В отличие от основной массы поляков, евреи, как правило, были грамотны – ведь католикам запрещалось самостоятельно изучать Священное Писание, в то время как мужчинам-иудеям это предписывалось. При таком раскладе евреи обречены были на чиновничью карьеру, но как раз туда доступ им был закрыт. Их неохотно брали даже в городские службы. Например, сразу после провозглашения независимости Польши работу потеряли несколько тысяч еврейских железнодорожников, а в последующие годы процент евреев среди лиц этой профессии не превышал одного (в этот процент, кстати, повезло попасть старшему брату Самуэля Лема – Юзефу[29]). В 1935 году из трехсот пяти городов страны в ста пятидесяти девяти не взяли на работу в государственные учреждения ни одного еврея, а в остальных это были единицы, хотя в некоторых евреи составляли бóльшую часть населения. В Варшаве на 22 000 работников городских служб приходилось 150 евреев. Из 26 457 работников почты евреями были всего 457 человек[30]. Мало того, в разгар Варшавской битвы 1920 года под подозрение попали даже еврейские добровольцы и офицеры: 17 000 из них интернировали в Яблоннском лагере (который, впрочем, просуществовал всего двадцать пять дней). В итоге евреи, имея мало шансов для карьерного роста, шли в торговлю и свободные профессии. Отсюда такое количество деятелей культуры и искусства еврейского происхождения.

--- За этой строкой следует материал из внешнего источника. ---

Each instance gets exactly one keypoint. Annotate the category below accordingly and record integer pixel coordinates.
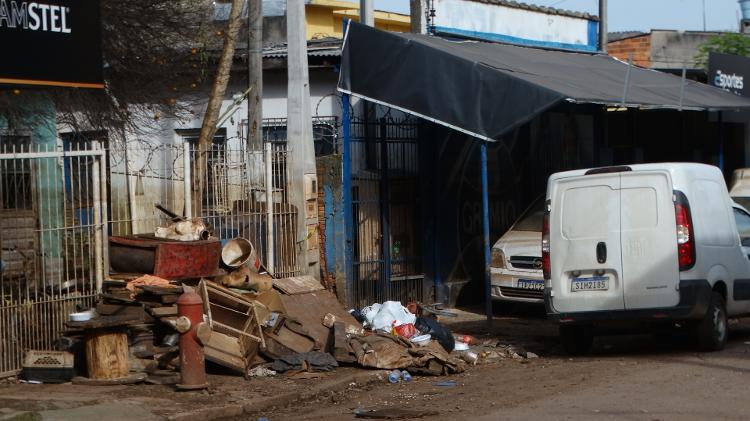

Польское государство дискриминировало евреев и в образовании. В 1926 году из 23,5 миллиона злотых, выделенных Министерством вероисповедания и образования для нацменьшинств, евреи (крупнейшее меньшинство!) получили всего лишь 185 000. В Польше так и не появилось ни одной государственной школы с изучением идиша или иврита, в то время как для других нацменьшинств такие школы существовали. Поэтому евреи, кроме оплаты общих налогов, которые шли на развитие системы образования, вынуждены были содержать и собственные школы. А если учесть, что крестьяне были освобождены от подоходного налога, евреи, составляя 60 % городского населения, несли самое тяжелое финансовое бремя. Иногда им помогали магистраты, но с годами эти суммы уменьшались, пока не дошли до нуля. Вдобавок по закону 1919 года гражданам Польши нельзя было работать в воскресенье, вследствие чего евреи вынуждены были сидеть сложа руки два дня в неделю (работать в субботу запрещала вера). А если добавить к этому запрет на работу в католические праздники, получалось, что еврейские магазины и мастерские были закрыты 134 дня в году, а христианские – лишь 62 дня. Даже идеолог польского антисемитизма Роман Дмовский писал в 1931 году, что «быстро растущее обнищание всегда, впрочем, бедного еврея из местечек является неопровержимым фактом». И действительно, представления о еврейском достатке были далеки от истины. Из двухсот богатейших людей Польши евреями были лишь трое, а из пятисот крупнейших помещиков – всего тринадцать[31].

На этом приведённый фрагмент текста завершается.